Hidden Entity Detection from GitHub Leveraging Large Language Models
This work addresses the need for automated knowledge base construction from unstructured data in specialized domains like software development, but it is incremental as it builds on existing LLM-based entity detection methods.
The paper tackled the problem of detecting datasets and software mentions in GitHub repository texts using Large Language Models (LLMs) with few-shot learning, achieving automated entity detection in specialized scenarios where large-scale training data is unavailable.

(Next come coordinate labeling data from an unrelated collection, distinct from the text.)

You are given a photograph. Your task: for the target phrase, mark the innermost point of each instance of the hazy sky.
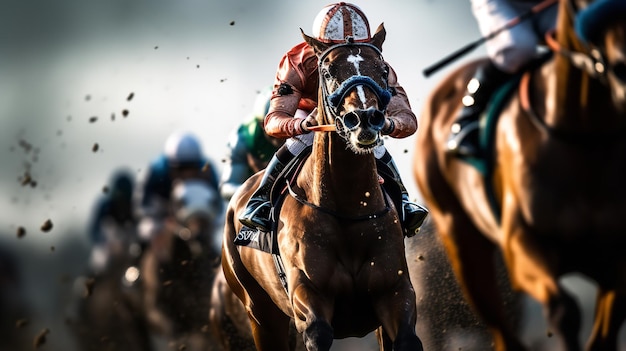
(190, 64)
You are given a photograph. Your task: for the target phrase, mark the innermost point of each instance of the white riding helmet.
(336, 22)
(182, 148)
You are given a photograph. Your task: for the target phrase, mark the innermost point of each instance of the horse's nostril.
(377, 119)
(351, 120)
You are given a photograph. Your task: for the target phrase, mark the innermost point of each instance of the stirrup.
(463, 142)
(414, 216)
(258, 217)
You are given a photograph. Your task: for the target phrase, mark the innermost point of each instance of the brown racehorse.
(180, 264)
(553, 199)
(340, 240)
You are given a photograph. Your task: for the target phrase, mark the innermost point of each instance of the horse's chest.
(572, 190)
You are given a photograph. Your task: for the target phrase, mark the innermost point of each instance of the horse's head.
(600, 26)
(353, 89)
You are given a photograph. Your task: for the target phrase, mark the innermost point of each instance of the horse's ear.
(379, 37)
(317, 45)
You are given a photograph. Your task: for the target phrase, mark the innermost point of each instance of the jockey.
(292, 107)
(508, 53)
(182, 159)
(249, 148)
(112, 227)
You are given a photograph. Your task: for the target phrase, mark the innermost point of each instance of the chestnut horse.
(551, 196)
(340, 239)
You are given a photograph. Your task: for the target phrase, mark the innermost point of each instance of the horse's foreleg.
(609, 317)
(383, 339)
(312, 317)
(563, 316)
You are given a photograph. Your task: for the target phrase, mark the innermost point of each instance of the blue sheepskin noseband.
(591, 21)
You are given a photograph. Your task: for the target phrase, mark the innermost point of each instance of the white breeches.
(512, 48)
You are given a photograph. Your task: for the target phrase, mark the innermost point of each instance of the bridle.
(334, 98)
(592, 60)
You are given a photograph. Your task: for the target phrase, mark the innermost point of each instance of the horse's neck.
(341, 180)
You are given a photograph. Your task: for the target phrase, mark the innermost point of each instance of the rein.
(366, 217)
(582, 139)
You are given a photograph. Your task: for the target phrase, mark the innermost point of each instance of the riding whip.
(473, 45)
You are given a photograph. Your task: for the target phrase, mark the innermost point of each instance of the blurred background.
(87, 87)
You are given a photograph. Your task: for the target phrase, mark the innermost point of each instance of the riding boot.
(413, 215)
(463, 139)
(257, 211)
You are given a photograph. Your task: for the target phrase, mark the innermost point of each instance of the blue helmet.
(183, 148)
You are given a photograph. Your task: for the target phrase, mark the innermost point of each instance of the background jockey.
(249, 148)
(182, 159)
(292, 111)
(508, 53)
(112, 227)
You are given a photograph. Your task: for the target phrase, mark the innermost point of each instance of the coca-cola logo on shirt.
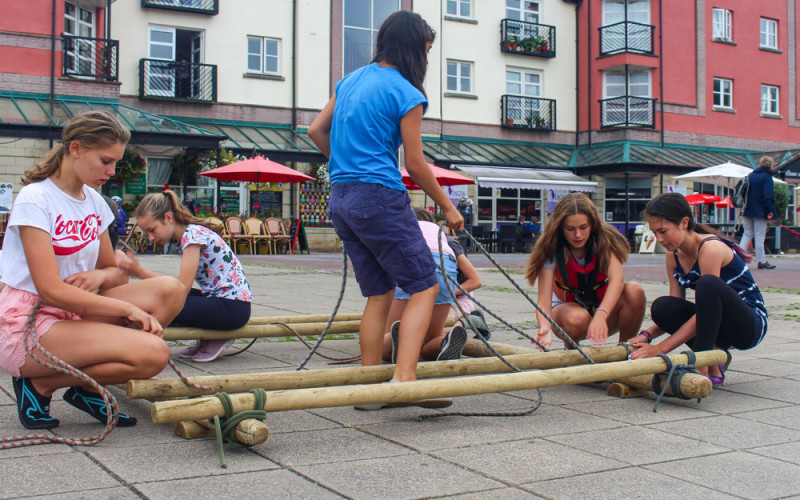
(72, 235)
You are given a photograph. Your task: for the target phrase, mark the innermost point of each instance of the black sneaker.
(452, 344)
(395, 336)
(33, 408)
(93, 404)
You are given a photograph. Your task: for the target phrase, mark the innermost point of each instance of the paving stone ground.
(743, 441)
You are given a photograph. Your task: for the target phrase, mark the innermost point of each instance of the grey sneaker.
(211, 350)
(395, 335)
(452, 344)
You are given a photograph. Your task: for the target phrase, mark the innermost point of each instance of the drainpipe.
(294, 97)
(661, 63)
(589, 74)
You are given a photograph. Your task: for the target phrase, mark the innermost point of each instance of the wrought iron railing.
(626, 36)
(628, 111)
(530, 39)
(209, 7)
(181, 80)
(531, 113)
(90, 57)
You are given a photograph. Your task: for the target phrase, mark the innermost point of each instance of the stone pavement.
(743, 441)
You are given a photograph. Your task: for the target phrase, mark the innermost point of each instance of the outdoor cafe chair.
(256, 229)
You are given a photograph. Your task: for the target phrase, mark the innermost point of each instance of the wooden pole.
(693, 385)
(324, 397)
(272, 381)
(253, 331)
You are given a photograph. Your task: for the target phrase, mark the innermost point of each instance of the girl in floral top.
(223, 300)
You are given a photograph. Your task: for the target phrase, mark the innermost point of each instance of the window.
(614, 11)
(769, 33)
(722, 20)
(639, 194)
(459, 77)
(523, 10)
(723, 93)
(362, 19)
(263, 55)
(459, 8)
(769, 100)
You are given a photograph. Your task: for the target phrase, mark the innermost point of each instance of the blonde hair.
(609, 241)
(156, 206)
(91, 129)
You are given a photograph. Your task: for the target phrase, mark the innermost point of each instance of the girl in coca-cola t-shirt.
(57, 251)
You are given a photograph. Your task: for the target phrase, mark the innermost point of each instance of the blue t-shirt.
(365, 133)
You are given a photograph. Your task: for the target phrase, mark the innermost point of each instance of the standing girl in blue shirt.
(373, 111)
(728, 310)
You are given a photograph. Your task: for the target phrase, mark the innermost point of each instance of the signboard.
(6, 189)
(137, 185)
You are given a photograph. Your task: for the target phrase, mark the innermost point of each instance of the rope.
(674, 375)
(62, 367)
(333, 314)
(226, 427)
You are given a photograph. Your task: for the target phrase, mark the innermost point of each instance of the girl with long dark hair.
(578, 264)
(373, 111)
(728, 310)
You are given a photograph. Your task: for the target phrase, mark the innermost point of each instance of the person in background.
(759, 208)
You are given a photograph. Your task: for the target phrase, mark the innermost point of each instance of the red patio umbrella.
(702, 198)
(443, 176)
(258, 169)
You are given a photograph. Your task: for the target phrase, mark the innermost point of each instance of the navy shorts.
(382, 238)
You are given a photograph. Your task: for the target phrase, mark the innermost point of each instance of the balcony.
(529, 113)
(208, 7)
(627, 36)
(91, 58)
(177, 80)
(527, 39)
(628, 111)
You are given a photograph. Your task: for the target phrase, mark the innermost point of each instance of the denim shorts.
(382, 238)
(444, 296)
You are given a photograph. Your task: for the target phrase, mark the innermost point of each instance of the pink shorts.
(15, 306)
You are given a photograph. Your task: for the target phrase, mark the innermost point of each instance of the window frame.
(263, 55)
(769, 23)
(769, 100)
(459, 65)
(727, 24)
(721, 93)
(460, 9)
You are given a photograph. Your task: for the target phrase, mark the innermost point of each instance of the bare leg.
(413, 328)
(109, 354)
(372, 328)
(573, 319)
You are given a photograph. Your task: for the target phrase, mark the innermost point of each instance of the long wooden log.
(693, 386)
(271, 381)
(324, 397)
(307, 318)
(253, 331)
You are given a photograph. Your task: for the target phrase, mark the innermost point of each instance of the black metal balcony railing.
(181, 80)
(209, 7)
(530, 39)
(628, 111)
(626, 36)
(90, 57)
(530, 113)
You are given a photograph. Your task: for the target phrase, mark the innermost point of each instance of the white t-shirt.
(74, 227)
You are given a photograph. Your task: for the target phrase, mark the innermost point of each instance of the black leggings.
(723, 318)
(213, 313)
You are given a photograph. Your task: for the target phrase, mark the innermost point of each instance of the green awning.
(278, 142)
(469, 151)
(36, 116)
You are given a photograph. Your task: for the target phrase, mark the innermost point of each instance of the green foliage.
(130, 164)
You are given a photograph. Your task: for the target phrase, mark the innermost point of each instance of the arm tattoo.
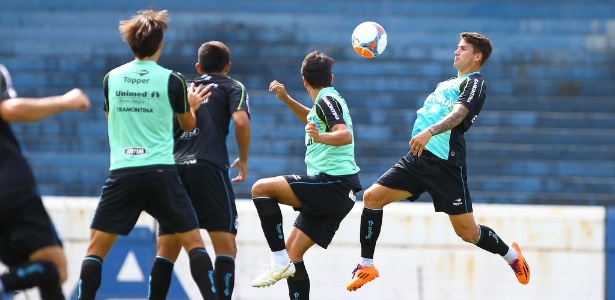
(450, 121)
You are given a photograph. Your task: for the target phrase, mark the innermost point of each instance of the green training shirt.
(330, 109)
(141, 99)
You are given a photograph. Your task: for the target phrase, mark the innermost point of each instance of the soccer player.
(436, 164)
(141, 99)
(325, 195)
(29, 243)
(203, 165)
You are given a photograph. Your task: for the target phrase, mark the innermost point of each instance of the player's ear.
(478, 56)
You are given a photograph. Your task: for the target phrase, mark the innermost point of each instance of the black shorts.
(210, 190)
(155, 190)
(25, 225)
(445, 181)
(325, 202)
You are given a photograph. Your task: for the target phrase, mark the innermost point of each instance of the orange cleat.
(362, 275)
(520, 266)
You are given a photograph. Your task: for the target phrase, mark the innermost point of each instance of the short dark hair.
(480, 42)
(316, 69)
(145, 31)
(213, 56)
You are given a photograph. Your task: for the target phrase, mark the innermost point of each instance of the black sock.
(488, 240)
(299, 284)
(160, 278)
(371, 223)
(89, 280)
(225, 276)
(31, 274)
(203, 272)
(271, 221)
(51, 292)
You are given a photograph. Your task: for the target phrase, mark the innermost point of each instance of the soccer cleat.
(362, 275)
(274, 274)
(520, 266)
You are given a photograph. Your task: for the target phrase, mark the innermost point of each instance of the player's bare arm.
(31, 109)
(339, 135)
(297, 108)
(419, 141)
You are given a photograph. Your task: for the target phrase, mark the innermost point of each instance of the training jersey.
(141, 99)
(328, 110)
(208, 140)
(14, 169)
(468, 90)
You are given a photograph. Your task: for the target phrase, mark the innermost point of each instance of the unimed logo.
(134, 151)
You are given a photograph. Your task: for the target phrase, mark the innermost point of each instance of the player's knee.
(467, 234)
(369, 200)
(259, 189)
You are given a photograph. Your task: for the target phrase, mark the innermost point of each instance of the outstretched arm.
(34, 109)
(297, 108)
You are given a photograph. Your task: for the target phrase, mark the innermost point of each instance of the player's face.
(465, 58)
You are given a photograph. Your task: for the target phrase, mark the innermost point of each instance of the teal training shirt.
(469, 90)
(330, 109)
(141, 100)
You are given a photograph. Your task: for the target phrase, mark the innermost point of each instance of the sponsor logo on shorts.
(495, 236)
(352, 196)
(189, 134)
(187, 162)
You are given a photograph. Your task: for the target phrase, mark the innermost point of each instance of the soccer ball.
(369, 39)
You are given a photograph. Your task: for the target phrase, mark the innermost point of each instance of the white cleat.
(274, 274)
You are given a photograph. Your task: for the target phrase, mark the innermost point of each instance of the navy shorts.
(325, 202)
(210, 190)
(155, 190)
(445, 181)
(25, 225)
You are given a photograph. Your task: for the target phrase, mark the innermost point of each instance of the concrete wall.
(418, 255)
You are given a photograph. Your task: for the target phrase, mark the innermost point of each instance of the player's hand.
(419, 141)
(312, 130)
(76, 99)
(198, 94)
(279, 90)
(243, 170)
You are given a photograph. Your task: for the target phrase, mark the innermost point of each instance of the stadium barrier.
(418, 255)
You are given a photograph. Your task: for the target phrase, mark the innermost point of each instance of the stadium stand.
(546, 134)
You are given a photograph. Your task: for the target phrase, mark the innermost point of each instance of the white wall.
(418, 254)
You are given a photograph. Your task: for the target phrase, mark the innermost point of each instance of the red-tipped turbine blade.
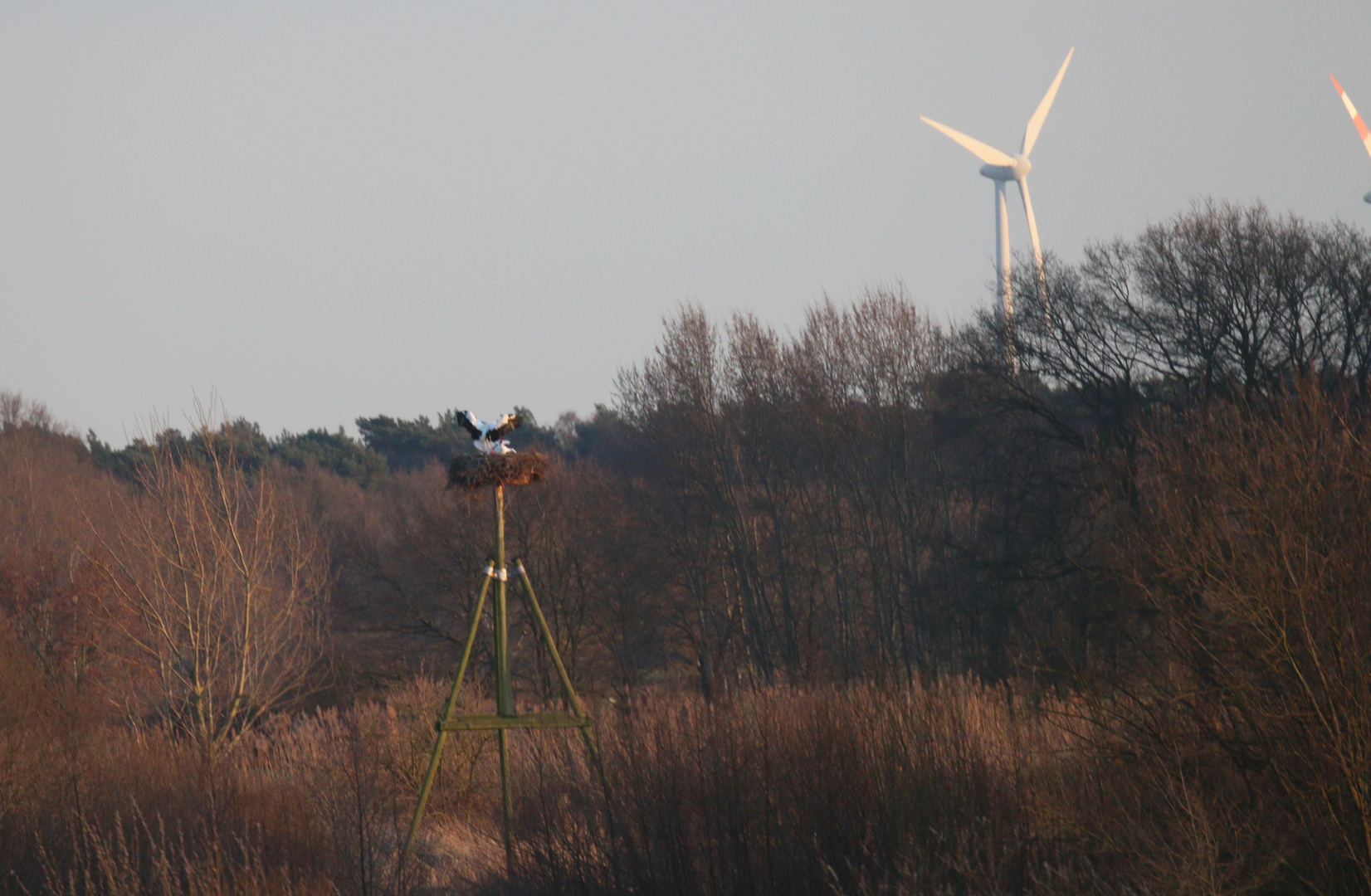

Named entity recognition is an important task when constructing knowledge bases from unstructured data sources. Whereas entity detection methods mostly rely on extensive training data, Large Language Models (LLMs) have paved the way towards approaches that rely on zero-shot learning (ZSL) or few-shot learning (FSL) by taking advantage of the capabilities LLMs acquired during pretraining. Specifically, in very specialized scenarios where large-scale training data is not available, ZSL / FSL opens new opportunities. This paper follows this recent trend and investigates the potential of leveraging Large Language Models (LLMs) in such scenarios to automatically detect datasets and software within textual content from GitHub repositories. While existing methods focused solely on named entities, this study aims to broaden the scope by incorporating resources such as repositories and online hubs where entities are also represented by URLs. The study explores different FSL prompt learning approaches to enhance the LLMs' ability to identify dataset and software mentions within repository texts. Through analyses of LLM effectiveness and learning strategies, this paper offers insights into the potential of advanced language models for automated entity detection.